Reputation: 3
it doesn't seem to go past the first page. What's wrong? Also if the word you're looking for is in the link it won't provide the right occurences it will display 5 outputs with 5 as the occurence
import requests from bs4 import BeautifulSoup
for i in range (1,5):
url = 'https://www.nairaland.com/search/ipob/0/0/0/{}'.format(i)
the_word = 'is'
r = requests.get(url, allow_redirects=False)
soup = BeautifulSoup(r.content, 'lxml')
words = soup.find(text=lambda text: text and the_word in text)
print(words)
count = len(words)
print('\nUrl: {}\ncontains {} occurrences of word: {}'.format(url, count, the_word))
Upvotes: 0
Views: 83
Reputation: 84465
As an an aside, the search word has its own class name so you can just count those. The below correctly returns for where not found on page. You could use this approach within your loop.
import requests
from bs4 import BeautifulSoup as bs
r = requests.get('https://www.nairaland.com/search?q=afonja&board=0&topicsonly=2')

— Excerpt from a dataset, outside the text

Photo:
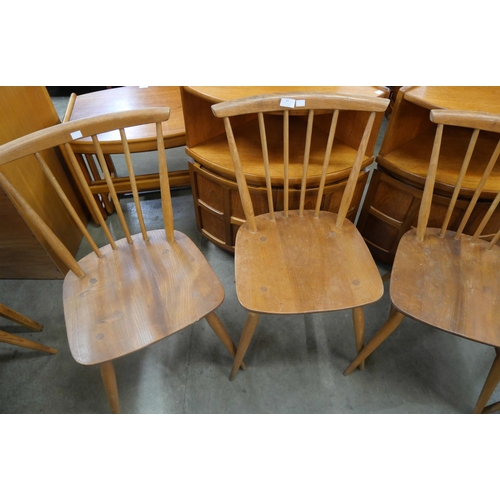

soup = bs(r.content, 'lxml')
occurrences = len(soup.select('.highlight'))
print(occurrences)
import requests
from bs4 import BeautifulSoup as bs
for i in range(9):
r = requests.get('https://www.nairaland.com/search/afonja/0/0/0/{}'.format(i))
soup = bs(r.content, 'lxml')
occurrences = len(soup.select('.highlight'))
print(occurrences)
Upvotes: 0
Reputation: 8913
Try:
import requests
from bs4 import BeautifulSoup
for i in range(6):
url = 'https://www.nairaland.com/search/ipob/0/0/0/{}'.format(i)
the_word = 'afonja'
r = requests.get(url, allow_redirects=False)
soup = BeautifulSoup(r.content, 'lxml')
words = soup.find(text=lambda text: text and the_word in text)
print(words)
count = 0
if words:
count = len(words)
print('\nUrl: {}\ncontains {} occurrences of word: {}'.format(url, count, the_word))
EDIT after new specifications.
Assuming the word to count is the same as in the url, you can note that the word is highlighted in the page, and recognizable by span class=highlight
in the html.
So you can use this code:
import requests
from bs4 import BeautifulSoup
for i in range(6):
url = 'https://www.nairaland.com/search/afonja/0/0/0/{}'.format(i)
the_word = 'afonja'
r = requests.get(url, allow_redirects=False)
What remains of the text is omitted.